Her gaze drifted past the game, towards the cracked windows of the dance studio. Beyond the glass, the overgrown playing field stretched out under the burning sky, slightly shadowed by the thin veil that awful black hole thing pulled over the world every night. Her eyes scanned the unkempt grass until they found it.
A patch of green that was just a shade darker than the rest, a subtle discoloration a few metres from the community centre's wall. There was always one, wherever you looked. Didn't take much effort to find. Another stain.
Does it ever go away? she wondered, her stomach twisting again. The rain would fall, the sun would beat down, the grass would grow over it. But would the stain ever truly vanish? Or would it just sink deeper, poisoning the earth beneath? A permanent record of a moment of violence, hidden but never gone. Just like the stain on her soul.
They finished 'Scythe'—John won, his victory as quiet and understated as everything else about him—and moved on to a simpler card game, then a dice-rolling one. The night bled away in a haze of feigned leisure. For hours, they were not soldiers or survivors. They were just people in a room, playing games. But it was a fragile illusion, and eventually, it shattered.
The last die was rolled, the last card played. The pieces were put back in their boxes. An awkward silence fell, the reality of their situation rushing back in to fill the vacuum left by the games.

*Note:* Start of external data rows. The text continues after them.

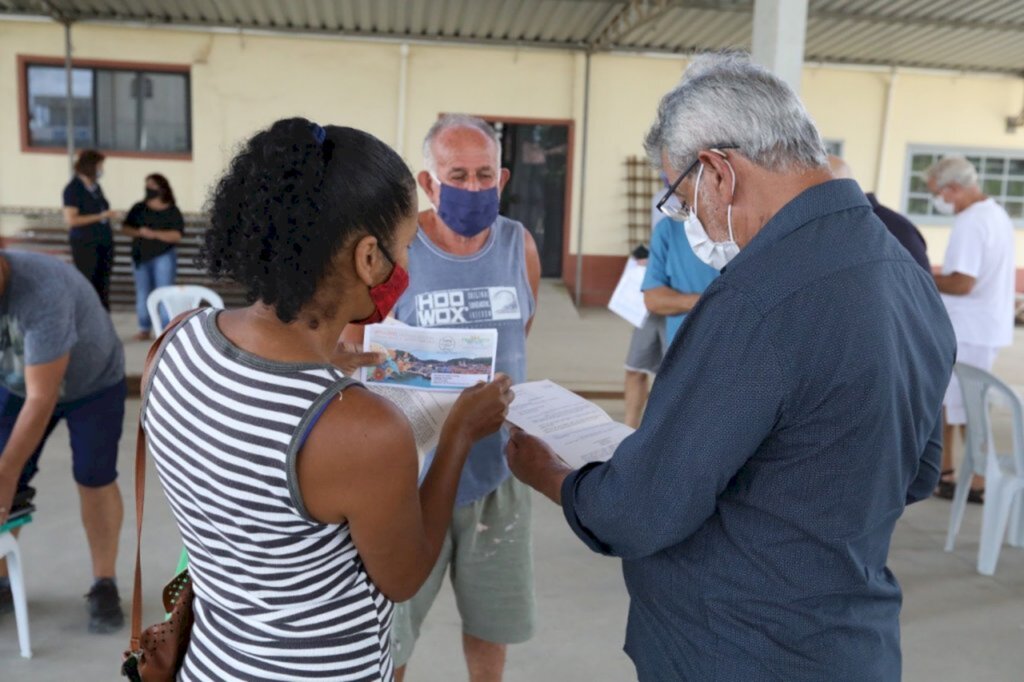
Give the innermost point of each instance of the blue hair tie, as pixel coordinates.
(318, 133)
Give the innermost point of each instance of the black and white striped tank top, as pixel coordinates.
(279, 596)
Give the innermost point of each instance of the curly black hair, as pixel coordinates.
(289, 202)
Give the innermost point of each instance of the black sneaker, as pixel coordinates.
(104, 607)
(6, 597)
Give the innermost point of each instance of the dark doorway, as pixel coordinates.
(538, 154)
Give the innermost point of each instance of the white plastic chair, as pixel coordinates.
(15, 572)
(177, 300)
(1004, 473)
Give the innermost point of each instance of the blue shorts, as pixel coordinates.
(94, 423)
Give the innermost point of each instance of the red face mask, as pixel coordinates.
(386, 294)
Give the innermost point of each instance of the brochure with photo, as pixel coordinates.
(432, 359)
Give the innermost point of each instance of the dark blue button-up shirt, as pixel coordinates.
(794, 417)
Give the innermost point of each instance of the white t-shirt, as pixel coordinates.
(982, 246)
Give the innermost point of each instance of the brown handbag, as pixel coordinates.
(156, 654)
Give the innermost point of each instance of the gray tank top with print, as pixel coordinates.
(485, 290)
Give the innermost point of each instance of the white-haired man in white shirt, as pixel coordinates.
(977, 285)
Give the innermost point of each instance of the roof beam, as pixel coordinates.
(919, 22)
(634, 15)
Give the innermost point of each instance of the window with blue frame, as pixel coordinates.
(116, 110)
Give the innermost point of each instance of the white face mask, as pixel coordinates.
(716, 254)
(942, 206)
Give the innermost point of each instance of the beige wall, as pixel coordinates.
(242, 83)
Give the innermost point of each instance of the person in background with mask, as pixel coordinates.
(643, 356)
(88, 216)
(471, 267)
(648, 342)
(676, 276)
(795, 416)
(977, 285)
(156, 225)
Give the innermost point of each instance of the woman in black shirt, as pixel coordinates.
(157, 225)
(88, 218)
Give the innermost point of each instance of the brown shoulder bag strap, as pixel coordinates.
(136, 598)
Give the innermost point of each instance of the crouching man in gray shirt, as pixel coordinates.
(60, 358)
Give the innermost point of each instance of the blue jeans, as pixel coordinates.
(152, 274)
(94, 423)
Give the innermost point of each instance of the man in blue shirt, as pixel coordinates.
(795, 416)
(675, 278)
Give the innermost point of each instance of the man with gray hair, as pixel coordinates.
(472, 268)
(977, 285)
(795, 416)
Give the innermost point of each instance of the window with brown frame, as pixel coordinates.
(131, 109)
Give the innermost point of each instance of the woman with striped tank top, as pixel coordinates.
(294, 488)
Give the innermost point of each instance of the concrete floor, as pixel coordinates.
(956, 624)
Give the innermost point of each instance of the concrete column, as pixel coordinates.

"So," Doug said, breaking the quiet. He cleared his throat. "Next moves. Perhaps we should start thinking about heading out of Watford. Getting back to Alissa, regrouping."
The unspoken question hung in the air. Are we done here? Had the ambush, the deaths, broken their momentum? Was this a retreat?
Jade felt a familiar tension coil in her gut. The thought of leaving, of running, felt like an admission of guilt, of failure.
It was John who answered, his voice low but firm, cutting through the uncertainty. "You said there's a green portal over at Sainsbury's." He looked from Doug to Lily, then finally, to her. His eyes were dark, intense. "I think we could all do with blowing off some steam."
He was echoing Doug's earlier words, but twisting their meaning. This wasn't about relaxation. This was about exorcism. About washing away the filth of the last few days with more violence, more blood. It was a rejection of retreat, a declaration that they would not be broken. He was offering her a way to fight back against the memory that was consuming her.
She knew she should say no. The thought of another fight, of wielding her machete, of potentially facing another human enemy, made her feel physically ill. But the alternative of sitting with her guilt, letting it fester, admitting that she was too weak to continue was worse. She had to prove to them, and more importantly, to herself, that she wasn't broken. That the killer inside her hadn't won.
She met John's gaze, straightened her shoulders, and put on the bravest face she could muster.
"Sounds good to me," she said. Even though it didn't. Not at all.